The relationship between coding and computer science
The two are not, of course, unrelated. Our new found focus on the place of computing in schools encompasses, I think, both. We do want our learners to develop an understanding of computer science, as well as gaining some experience of writing computer programs. Can you have one without the other? The ‘Computer Science is no more about computers than astronomy is about telescopes’ quote (mis)attrubuted to Edsger Dijkstra suggests the relationship may not be as close as many might suppose.
It’s hard though to think of all but the most ivory tower of academic computer scientists not doing some programming from time to time, just as all but the most theoretical of scientists do make use of the occasional experiment. Similarly, the craft of coding demands a reasonably accurate and reasonably comprehensive schema of language, operating system and hardware; isn’t this computer science? At least in the sense of a systematic understanding if not an articulated description. Didn’t those building medieval cathedrals have some grasp of the principles of statics? I’m fairly confident that coders develop an understanding of the most relevant aspects of computer science through the assimilation and accommodation necessitated by the day by day experience of writing software; the same, I’m sure, is the case with proficient artisans in fields where others pursue academic study – cf teachers and educationalists.

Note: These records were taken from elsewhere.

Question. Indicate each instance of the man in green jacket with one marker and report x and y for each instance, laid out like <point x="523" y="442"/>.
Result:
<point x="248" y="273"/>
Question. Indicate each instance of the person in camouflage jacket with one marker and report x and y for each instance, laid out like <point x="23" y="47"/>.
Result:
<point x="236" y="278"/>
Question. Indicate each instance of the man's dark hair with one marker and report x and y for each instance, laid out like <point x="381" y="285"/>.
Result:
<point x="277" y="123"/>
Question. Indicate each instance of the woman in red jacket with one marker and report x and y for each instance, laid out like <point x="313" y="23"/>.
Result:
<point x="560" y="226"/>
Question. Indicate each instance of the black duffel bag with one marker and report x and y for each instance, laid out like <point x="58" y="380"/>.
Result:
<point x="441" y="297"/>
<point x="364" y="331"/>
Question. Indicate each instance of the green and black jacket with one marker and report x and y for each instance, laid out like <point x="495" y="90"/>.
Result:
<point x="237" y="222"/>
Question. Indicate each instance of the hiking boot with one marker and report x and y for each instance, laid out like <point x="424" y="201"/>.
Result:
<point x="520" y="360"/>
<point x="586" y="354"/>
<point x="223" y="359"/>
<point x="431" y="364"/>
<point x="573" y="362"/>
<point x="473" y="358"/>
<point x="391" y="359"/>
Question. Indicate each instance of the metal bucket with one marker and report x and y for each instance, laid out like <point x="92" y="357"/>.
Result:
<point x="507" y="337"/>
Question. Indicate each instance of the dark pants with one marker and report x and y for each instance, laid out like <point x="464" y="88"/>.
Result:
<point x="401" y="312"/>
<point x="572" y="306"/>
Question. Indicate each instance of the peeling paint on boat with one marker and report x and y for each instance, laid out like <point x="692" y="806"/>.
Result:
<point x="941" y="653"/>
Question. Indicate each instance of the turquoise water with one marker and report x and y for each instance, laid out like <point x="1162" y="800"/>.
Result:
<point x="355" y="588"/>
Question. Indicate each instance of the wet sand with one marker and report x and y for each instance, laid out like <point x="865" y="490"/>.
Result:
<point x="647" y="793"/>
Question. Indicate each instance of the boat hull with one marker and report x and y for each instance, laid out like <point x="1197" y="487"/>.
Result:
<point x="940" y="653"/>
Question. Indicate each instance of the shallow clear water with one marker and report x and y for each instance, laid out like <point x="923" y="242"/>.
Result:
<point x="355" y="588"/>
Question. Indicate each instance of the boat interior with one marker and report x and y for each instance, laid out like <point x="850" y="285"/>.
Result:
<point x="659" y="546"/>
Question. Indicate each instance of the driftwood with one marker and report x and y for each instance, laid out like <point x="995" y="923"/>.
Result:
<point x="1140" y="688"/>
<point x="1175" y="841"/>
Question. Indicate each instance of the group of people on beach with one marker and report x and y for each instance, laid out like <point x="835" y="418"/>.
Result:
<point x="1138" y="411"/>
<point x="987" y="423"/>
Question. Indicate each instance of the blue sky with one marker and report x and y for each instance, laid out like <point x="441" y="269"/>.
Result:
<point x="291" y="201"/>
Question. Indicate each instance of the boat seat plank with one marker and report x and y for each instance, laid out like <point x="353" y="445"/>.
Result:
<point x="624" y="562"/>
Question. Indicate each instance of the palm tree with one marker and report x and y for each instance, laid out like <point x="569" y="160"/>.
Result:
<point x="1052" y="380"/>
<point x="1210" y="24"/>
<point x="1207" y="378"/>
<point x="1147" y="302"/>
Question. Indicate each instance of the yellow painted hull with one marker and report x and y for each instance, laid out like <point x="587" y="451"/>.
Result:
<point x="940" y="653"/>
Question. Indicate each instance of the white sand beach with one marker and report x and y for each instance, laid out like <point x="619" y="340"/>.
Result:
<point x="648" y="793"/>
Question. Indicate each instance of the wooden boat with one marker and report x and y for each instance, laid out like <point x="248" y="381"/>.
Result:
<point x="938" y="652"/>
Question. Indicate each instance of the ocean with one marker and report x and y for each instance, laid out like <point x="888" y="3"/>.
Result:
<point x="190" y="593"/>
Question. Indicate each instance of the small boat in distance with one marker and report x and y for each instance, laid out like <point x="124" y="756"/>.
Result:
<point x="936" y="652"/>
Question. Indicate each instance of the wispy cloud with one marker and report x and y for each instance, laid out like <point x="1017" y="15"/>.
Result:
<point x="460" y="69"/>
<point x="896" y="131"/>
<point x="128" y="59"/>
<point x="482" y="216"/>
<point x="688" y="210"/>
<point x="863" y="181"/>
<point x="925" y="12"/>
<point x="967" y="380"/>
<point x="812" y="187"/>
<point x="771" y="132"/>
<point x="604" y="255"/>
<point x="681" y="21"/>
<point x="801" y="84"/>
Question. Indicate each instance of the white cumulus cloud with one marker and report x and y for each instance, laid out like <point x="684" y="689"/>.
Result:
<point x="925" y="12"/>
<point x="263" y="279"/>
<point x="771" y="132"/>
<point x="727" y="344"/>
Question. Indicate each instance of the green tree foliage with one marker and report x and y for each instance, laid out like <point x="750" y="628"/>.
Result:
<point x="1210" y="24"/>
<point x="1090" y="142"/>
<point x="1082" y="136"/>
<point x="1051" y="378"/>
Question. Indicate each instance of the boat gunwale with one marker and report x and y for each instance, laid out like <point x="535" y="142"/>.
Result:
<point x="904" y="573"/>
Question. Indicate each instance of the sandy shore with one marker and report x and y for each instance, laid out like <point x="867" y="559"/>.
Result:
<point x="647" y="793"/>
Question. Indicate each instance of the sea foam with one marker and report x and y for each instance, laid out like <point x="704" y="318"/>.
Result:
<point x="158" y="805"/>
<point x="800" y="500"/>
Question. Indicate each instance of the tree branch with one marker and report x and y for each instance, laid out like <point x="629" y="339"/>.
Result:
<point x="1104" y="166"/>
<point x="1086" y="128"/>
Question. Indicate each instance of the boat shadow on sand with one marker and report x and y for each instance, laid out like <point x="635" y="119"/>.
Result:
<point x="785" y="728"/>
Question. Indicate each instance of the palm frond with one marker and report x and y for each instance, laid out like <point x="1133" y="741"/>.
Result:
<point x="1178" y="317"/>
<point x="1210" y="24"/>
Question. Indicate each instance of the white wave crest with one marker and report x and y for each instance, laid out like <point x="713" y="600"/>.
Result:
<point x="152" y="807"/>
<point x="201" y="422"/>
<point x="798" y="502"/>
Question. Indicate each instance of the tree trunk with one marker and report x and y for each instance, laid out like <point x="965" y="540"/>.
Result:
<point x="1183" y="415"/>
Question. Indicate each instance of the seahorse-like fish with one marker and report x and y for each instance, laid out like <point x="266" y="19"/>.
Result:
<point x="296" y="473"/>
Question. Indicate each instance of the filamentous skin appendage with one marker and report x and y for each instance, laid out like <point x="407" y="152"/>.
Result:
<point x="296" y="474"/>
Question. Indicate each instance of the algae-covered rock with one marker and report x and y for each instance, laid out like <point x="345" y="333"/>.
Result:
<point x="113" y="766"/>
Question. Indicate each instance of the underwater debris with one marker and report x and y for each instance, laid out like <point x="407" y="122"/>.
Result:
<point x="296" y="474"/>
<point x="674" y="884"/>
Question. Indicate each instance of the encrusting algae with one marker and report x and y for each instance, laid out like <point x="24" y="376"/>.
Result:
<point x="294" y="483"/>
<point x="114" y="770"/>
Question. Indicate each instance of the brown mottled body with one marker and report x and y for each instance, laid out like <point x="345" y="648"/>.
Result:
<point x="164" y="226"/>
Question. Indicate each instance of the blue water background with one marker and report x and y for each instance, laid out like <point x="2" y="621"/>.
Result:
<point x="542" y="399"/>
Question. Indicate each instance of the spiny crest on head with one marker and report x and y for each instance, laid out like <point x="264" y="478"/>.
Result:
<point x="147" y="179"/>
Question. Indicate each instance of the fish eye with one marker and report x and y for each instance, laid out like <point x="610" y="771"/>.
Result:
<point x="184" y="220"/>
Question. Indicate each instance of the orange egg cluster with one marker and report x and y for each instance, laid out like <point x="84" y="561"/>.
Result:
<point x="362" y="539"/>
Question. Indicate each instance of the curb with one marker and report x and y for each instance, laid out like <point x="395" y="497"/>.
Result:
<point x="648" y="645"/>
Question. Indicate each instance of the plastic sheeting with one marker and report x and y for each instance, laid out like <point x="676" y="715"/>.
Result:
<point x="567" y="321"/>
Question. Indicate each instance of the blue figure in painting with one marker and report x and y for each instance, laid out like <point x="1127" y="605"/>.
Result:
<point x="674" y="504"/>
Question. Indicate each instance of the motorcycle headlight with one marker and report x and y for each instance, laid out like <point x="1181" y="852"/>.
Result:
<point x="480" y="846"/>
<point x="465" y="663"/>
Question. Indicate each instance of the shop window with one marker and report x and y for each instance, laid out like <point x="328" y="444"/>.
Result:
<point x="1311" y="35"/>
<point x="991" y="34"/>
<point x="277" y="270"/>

The thing is, I don’t think it’s enough just to provide training in craft skills. I see this as one of the big failings with the approach we’ve taken, for one reason or another, to ICT education – we’ve focussed far, far too much on providing learners with the skills they need to use particular applications and not nearly enough on an all-round understanding of how technology works and is made: the sort of understanding which makes it so much easier to sit down in front of an unfamiliar application or gadget and get something useful done; or in computing terms, the sort of understanding which lets someone get the gist of what a bit of source code is doing and how it might be tweaked or repurposed, even if the language isn’t one which they’ve completely mastered.
I don’t think it’s enough just to teach children how an e-mail client works without also explaining what’s happening behind the screen. I don’t think it’s enough just to show children how to assign variables or manipulate lists without providing some way for them to think about these rather than just using them. It’s just this sort of understanding which we’ve come to label as computational thinking: there’s a strong case for this providing a unique way of looking at the world, with wide applications across (and beyond) the curriculum:
With scientific method, we took things apart to see how they work. Now with computers we can put things back together to see how they work, by modelling complex, interrelated processes, even life itself. This is a new age of discovery, and ICT is the gateway.
—Douglas Adams, 1999
That said, when it comes to how children acquire this understanding, I’m fairly confident that direct experience is going to matter more than direct instruction. I suspect that for most coders, and a fair few computer scientists, it’s the process of cognitive accommodation necessitated when the program doesn’t work as expected that lies at the heart of the most meaningful learning experiences. I’m far from convinced that there’s enough opportunity for this in school – a spoon-fed, teaching to the test, learning objective led, waterfall-like approach rarely provides sufficient chance for this experience. A more problem/project/portfolio based, agile approach might well do so though, particularly if teachers give enough thought to structuring the progression and challenge that learners meet in a learning sequence (qv game based learning).
With very young children, we’ve an abundance of evidence to suggest that they learn through play, exploration and experiment: I’m thinking here of Piaget’s notion of the child as lone scientist, making use of the concrete manipulatives around them to develop their own schema of how the world works. With ‘digital natives’ (insert obligatory remarks about this being an unhelpful term), perhaps we have an equivalent notion of the child as lone computer scientist, playing with virtual manipulatives to construct an understanding of how computers and thus, via computational thinking, the world works. The path from Froebel to Piaget to Papert and Logo and then to Resnick and Scratch is one well worth exploring. I’ve argued elsewhere that the purpose of education is, in part, to nurture curiosity, and for CS education an approach which guides learners to discovering the core ideas of computing through the practical experience of coding has much to commend it – we learn through making, but we learn more than just how to make: we come to understand computer science best through the act of programming.
There is still some place for theory in CS education, just as not all science education is, or should be, practically based. We aren’t merely Piagetian lone scientists, we also can use language to draw on the experience of others, both present and past. Nevertheless, for theory to make sense to the learner, for it to become part of their schema, there ought, surely, to be some connection made with existing knowledge, and thus, sooner or later, prior experience. Thinking about other domains, it’s hard (but probably not impossible) to think of academic musicologists, literary critics or theoretical physicists who haven’t at some stage enjoyed making music, writing or experimenting. The academic disciplines have, at their foundation in the lives of the individuals who pursue them, the practical activities, and I’m fairly confident that the same is true for computer science and coding.